Future Crypto fortunes today look like Internet 2000. Even after several dot com stocks crashed and burned in a widely discussed media spectacle. The parallels are almost uncanny.

Back in 1999, the Internet had the same kind of criticism in the media that crypto has today. They said it was a passing fad. They complained that it was too clunky and difficult to use. At first, the public saw the Internet as a convenient toy for computer geeks.

But they didn’t see its potential to connect the whole world. Even today, they do not see the expected future value of organizing this global connection to make it fairer and safer.

Most people didn’t invest in “tech stocks” even after everyone and every company started keeping the Internet at their fingertips 24/7 roughly a decade after the dotcom crash.

Back in the year 2000, crap was circulating on the internet.

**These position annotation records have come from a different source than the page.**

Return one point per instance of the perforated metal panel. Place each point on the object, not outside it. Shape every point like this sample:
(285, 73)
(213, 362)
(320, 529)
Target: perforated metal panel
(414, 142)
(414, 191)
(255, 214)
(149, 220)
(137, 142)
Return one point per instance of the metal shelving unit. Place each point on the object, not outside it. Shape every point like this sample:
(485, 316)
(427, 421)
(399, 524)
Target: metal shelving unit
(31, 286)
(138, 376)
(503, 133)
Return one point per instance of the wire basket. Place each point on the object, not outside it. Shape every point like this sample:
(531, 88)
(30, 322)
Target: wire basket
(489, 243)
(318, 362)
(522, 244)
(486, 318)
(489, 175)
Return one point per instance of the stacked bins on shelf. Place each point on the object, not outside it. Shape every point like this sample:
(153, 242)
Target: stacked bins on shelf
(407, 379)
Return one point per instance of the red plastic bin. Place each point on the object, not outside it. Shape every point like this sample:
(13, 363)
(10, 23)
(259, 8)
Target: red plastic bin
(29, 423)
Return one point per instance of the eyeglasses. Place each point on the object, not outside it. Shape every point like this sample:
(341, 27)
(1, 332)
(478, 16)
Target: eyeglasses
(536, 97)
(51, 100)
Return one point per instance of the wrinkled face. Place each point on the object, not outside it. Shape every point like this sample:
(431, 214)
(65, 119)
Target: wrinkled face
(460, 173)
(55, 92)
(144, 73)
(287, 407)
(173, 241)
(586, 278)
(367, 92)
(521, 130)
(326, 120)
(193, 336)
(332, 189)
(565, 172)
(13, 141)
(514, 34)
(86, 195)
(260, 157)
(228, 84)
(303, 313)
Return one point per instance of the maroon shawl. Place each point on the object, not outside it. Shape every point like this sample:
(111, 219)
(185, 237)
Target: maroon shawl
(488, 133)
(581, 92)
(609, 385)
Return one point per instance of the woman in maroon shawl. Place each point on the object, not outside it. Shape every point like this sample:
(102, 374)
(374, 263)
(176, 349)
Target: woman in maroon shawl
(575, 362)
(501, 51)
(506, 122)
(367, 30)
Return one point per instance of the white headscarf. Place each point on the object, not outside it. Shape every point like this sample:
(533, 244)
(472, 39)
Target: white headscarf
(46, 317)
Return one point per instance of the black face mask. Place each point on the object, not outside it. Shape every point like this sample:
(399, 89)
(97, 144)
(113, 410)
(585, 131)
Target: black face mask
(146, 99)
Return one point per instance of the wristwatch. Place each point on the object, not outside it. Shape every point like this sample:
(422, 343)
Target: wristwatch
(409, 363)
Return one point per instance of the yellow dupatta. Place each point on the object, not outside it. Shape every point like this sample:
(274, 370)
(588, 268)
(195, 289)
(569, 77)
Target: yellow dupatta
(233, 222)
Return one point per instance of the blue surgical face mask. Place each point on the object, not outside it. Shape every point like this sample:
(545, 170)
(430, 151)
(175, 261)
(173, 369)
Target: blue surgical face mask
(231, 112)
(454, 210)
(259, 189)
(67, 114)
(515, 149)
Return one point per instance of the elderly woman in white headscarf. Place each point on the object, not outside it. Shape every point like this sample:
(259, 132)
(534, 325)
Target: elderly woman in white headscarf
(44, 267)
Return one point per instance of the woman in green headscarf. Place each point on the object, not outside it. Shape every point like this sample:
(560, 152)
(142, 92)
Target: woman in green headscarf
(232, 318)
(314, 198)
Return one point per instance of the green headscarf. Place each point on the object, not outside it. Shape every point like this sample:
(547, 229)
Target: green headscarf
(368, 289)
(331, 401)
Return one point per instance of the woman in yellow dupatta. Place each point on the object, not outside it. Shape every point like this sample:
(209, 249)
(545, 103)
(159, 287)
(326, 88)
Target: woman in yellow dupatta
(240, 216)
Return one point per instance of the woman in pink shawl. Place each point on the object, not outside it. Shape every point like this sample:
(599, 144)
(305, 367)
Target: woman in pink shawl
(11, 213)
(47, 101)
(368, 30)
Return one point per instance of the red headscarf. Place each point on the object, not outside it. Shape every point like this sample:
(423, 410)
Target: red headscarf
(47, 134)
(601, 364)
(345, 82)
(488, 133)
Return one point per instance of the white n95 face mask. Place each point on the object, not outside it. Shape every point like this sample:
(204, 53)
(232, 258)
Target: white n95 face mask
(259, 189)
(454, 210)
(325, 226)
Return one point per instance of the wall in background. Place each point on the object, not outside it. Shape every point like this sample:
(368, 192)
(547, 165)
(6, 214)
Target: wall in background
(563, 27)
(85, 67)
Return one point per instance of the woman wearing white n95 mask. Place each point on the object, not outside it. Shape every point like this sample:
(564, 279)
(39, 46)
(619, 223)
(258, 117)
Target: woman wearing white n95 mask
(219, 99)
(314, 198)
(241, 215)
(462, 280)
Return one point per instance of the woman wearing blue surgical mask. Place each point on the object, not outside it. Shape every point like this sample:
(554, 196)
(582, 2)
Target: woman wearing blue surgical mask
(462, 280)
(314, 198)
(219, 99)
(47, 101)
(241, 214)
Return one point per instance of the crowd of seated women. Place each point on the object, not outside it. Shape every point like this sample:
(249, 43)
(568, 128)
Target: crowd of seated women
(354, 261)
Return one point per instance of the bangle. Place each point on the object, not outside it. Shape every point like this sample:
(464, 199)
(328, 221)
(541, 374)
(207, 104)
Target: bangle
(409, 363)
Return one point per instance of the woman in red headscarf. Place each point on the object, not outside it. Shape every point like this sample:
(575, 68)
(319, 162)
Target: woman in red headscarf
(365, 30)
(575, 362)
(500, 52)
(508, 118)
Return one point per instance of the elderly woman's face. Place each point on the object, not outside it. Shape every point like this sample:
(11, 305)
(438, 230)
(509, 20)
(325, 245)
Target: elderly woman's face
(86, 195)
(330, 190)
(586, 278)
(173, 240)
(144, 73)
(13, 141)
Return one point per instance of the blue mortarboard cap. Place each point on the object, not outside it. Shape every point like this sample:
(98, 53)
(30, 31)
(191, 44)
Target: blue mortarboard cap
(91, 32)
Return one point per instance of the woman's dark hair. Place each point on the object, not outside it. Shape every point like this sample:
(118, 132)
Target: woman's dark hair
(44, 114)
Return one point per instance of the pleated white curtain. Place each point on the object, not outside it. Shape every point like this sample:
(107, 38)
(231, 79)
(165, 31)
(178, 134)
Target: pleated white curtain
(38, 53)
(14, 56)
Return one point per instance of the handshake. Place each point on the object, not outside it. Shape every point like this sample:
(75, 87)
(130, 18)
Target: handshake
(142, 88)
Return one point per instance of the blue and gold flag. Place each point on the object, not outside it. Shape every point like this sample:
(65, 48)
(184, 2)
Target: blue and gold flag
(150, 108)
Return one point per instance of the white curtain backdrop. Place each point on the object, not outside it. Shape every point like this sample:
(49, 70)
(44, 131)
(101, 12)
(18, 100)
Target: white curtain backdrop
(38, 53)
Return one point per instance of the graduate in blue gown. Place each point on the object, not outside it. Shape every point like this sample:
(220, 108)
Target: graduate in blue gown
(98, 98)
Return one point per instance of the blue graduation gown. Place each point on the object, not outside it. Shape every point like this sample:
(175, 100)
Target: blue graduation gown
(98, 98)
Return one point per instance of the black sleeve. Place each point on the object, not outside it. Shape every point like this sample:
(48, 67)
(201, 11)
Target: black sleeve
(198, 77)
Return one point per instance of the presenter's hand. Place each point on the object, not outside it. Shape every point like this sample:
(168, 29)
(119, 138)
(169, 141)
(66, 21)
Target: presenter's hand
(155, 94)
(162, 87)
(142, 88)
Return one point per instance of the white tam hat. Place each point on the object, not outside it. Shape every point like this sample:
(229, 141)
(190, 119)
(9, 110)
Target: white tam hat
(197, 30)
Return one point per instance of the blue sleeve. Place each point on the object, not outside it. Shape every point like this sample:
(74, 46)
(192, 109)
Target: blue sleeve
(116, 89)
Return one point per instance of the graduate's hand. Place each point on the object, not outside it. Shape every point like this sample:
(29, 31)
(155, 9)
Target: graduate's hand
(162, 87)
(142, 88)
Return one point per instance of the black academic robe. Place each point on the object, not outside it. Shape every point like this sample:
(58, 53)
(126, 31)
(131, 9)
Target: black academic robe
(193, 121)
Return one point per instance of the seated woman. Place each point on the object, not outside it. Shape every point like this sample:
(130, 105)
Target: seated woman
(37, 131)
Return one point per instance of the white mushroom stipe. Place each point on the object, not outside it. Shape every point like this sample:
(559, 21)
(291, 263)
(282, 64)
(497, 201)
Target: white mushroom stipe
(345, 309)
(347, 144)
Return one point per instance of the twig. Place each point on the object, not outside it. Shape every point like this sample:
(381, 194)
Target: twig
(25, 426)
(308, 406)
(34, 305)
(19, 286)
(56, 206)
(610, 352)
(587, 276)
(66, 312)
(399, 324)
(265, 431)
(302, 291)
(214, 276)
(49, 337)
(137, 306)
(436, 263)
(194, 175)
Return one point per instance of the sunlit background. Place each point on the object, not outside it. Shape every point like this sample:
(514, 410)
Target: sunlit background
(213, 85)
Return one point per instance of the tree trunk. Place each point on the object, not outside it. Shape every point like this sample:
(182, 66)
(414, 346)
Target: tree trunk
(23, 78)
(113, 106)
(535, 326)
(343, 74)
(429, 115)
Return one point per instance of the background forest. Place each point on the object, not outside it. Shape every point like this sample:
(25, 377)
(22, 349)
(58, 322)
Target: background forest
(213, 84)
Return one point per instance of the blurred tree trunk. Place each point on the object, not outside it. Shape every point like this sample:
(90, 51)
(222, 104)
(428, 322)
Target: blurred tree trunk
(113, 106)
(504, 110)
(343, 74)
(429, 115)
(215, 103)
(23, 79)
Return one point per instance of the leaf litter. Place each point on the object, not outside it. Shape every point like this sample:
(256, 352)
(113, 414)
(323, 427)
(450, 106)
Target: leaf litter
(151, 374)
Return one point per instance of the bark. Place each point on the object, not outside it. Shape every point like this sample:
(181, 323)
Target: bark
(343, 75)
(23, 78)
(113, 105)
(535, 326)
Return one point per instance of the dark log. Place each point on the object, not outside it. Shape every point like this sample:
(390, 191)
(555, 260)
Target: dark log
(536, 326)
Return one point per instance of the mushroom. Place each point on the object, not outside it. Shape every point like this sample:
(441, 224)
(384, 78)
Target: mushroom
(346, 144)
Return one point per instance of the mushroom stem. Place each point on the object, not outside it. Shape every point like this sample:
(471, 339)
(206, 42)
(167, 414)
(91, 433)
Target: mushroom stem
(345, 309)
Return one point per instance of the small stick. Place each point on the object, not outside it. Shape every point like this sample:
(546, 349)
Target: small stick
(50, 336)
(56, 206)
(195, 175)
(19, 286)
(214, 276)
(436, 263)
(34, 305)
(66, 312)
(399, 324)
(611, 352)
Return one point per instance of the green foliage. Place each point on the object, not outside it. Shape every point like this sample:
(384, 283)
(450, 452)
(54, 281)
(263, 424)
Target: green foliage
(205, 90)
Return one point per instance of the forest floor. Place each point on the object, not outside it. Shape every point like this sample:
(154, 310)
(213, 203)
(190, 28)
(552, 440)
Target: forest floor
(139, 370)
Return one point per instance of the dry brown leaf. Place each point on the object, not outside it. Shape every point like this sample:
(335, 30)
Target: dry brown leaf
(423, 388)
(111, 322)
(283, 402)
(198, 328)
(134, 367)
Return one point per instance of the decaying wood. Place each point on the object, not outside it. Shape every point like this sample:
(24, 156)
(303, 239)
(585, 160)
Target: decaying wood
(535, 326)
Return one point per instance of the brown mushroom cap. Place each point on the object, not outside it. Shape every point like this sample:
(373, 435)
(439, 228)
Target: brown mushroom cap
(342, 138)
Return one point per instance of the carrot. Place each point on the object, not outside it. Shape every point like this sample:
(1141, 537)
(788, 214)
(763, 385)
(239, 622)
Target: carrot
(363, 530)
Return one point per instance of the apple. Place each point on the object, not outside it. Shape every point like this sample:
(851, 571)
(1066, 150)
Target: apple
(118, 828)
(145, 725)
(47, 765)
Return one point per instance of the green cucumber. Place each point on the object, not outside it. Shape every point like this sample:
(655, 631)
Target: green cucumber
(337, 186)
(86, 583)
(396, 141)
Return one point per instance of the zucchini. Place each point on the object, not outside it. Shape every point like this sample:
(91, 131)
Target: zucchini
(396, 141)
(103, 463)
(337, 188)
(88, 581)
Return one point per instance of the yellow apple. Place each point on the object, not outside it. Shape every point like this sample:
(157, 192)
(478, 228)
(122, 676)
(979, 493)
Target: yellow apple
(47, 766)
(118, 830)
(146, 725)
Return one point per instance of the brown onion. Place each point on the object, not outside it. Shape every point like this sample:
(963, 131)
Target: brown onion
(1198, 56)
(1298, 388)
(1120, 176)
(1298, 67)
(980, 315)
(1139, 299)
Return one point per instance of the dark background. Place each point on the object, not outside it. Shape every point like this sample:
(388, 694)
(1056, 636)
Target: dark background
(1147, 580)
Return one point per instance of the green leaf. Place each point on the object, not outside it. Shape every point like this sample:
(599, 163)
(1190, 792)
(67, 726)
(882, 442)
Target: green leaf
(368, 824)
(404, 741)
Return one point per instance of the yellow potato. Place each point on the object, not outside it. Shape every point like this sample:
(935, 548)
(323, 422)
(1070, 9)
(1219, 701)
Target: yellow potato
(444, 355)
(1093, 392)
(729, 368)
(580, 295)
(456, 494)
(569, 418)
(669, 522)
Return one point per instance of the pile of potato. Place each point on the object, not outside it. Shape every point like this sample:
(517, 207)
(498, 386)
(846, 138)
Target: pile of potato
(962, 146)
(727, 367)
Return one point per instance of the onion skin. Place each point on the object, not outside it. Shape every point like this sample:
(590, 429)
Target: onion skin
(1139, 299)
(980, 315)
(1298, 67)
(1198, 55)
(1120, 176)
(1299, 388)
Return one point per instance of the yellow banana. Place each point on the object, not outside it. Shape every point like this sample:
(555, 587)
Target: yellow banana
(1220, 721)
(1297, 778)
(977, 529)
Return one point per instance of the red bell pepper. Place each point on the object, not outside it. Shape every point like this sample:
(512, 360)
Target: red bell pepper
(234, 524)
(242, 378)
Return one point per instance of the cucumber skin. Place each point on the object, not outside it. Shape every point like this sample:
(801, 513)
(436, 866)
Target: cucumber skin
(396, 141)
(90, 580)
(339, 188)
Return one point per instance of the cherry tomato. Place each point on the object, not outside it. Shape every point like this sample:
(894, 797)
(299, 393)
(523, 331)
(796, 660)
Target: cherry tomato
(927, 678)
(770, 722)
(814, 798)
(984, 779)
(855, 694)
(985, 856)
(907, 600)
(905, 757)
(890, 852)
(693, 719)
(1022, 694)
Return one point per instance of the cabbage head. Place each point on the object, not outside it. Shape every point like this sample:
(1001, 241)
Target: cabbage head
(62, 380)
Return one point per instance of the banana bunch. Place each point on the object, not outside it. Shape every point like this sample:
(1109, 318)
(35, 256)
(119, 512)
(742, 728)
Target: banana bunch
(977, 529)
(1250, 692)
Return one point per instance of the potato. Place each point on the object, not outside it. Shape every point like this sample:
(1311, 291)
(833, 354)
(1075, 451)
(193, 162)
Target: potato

They said it’s a place for scams, phone scams and over hyped companies that don’t actually produce anything. Not that what they were talking about was completely untrue.

They reported the facts, but not to effectively sort them out and put them in a wider context to better inform their audience.

From failure to shaping the world

The newspapers raised a small public panic about the Y2K bug as if it would be the end of the Internet.

Today, they use the Internet for their traffic. But the same organizations scoffed at the Internet on giant, folded pieces of paper that were trucked into homes.

Many investments made in the economy of the late 90s, awash with capital and low-interest financing, at the height of dot com mania, were ill-advised. They burned when the stock market corrected.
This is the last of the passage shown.